Dosya içeriğinden 29.05.2003 tarihinden beri işyerinde gişe elemanı olarak çalıştığı 26.05.2009 tarihli fesih bildirimi ile iş sözleşmesinin işyerinde uyuşturucu kullandığı ve
çalışanlara temin ettirdiğinden iş sözleşmesi 4857 sayılı Kanun'un 25. maddesine göre haklı sebep dayanılarak feshedildiği anlaşılmaktadır


Somut olayda davacı hakkındaki suç duyurusunda davacı ile birlikte uyuşturucu temin ettiği iddia edilen şüpheliler (temizlik işçileri) hakkında da soyut iddia dışında delil bulunmadığından kovuşturmaya yer olmadığına karar verildiği, davalı tanığı duruşmada davacının arabasında vites kolunun yanında sarılı sigara görüğünü ve davacının bunun esrar olduğunu söylediğini ve emniyet ifadelerinde dinlenen temizlik çalışanları da davacı için uyuşturucu alındığını doğrulamaları karşısında davacının bu eylemi mesai saatleri içinde yaptığı kanıtlanamasa da bu davranışın işyerinde çalışma barışını bozması şeklinde meydana getirdiği olumsuzluğun ağırlığı karşısında iş sözleşmesinin feshi için geçerli sebebini varlığının kabul edilmesi gerekirken, yazılı şekilde davanın kabulüne karar verilmesi bozma sebebidir.

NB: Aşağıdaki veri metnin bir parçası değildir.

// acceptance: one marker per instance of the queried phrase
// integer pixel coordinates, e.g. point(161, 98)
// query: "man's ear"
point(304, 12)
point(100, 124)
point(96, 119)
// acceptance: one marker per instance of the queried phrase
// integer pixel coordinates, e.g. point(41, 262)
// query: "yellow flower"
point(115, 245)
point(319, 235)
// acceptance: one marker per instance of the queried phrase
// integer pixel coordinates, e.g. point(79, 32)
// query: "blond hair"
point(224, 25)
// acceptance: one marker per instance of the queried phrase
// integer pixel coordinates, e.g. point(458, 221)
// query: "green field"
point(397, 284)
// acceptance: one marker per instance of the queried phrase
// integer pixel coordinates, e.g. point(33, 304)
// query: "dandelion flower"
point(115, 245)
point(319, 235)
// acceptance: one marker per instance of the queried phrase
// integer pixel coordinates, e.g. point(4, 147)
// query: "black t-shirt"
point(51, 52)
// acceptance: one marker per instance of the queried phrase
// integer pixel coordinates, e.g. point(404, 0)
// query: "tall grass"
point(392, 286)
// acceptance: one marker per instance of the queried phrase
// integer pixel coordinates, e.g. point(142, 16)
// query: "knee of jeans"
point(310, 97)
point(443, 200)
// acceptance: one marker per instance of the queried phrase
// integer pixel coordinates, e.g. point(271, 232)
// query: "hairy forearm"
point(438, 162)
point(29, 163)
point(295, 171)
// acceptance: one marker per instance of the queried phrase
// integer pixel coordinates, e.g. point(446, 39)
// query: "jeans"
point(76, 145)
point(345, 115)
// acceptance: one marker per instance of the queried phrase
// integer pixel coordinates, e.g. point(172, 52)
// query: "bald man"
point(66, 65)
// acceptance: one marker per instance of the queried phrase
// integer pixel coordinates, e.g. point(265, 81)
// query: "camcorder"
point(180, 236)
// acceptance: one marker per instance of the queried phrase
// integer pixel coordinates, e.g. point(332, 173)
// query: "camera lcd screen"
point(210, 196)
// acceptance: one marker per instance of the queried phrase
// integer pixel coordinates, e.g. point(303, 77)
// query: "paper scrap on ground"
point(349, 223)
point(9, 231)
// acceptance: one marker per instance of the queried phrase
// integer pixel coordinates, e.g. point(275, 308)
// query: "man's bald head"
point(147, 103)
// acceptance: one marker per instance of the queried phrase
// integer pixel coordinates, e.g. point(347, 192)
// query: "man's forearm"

Belirtilen sebeplerle, 4857 sayılı Kanun'un 20. maddesinin 3. fıkrası uyarınca, hükmün bozulmak suretiyle ortadan kaldırılması ve aşağıdaki gibi karar verilmesi gerekmiştir
SONUÇ: Yukarıda açıklanan sebeplerle;
1-Mahkemenin yukarıda tarih ve sayısı belirtilen kararının BOZULARAK ORTADAN KALDIRILMASINA,
2-Davanın REDDİNE,
3-Harç peşin alındığından yeniden alınmasına yer olmadığına,
4-Davacının yapmış olduğu yargılama giderinin üzerinde bırakılmasına, davalının yaptığı 93,10 TL yargılama giderinin davacıdan tahsili ile davacıya ödenmesine,
5-Karar tarihinde yürürlükte bulunan tarifeye göre 1.320,00 TL ücreti vekâletin davacıdan alınarak davalıya verilmesine,
6-Peşin alınan temyiz harcının istek halinde ilgiliye iadesine, kesin olarak 14.02.2013 tarihinde oybirliğiyle karar verildi.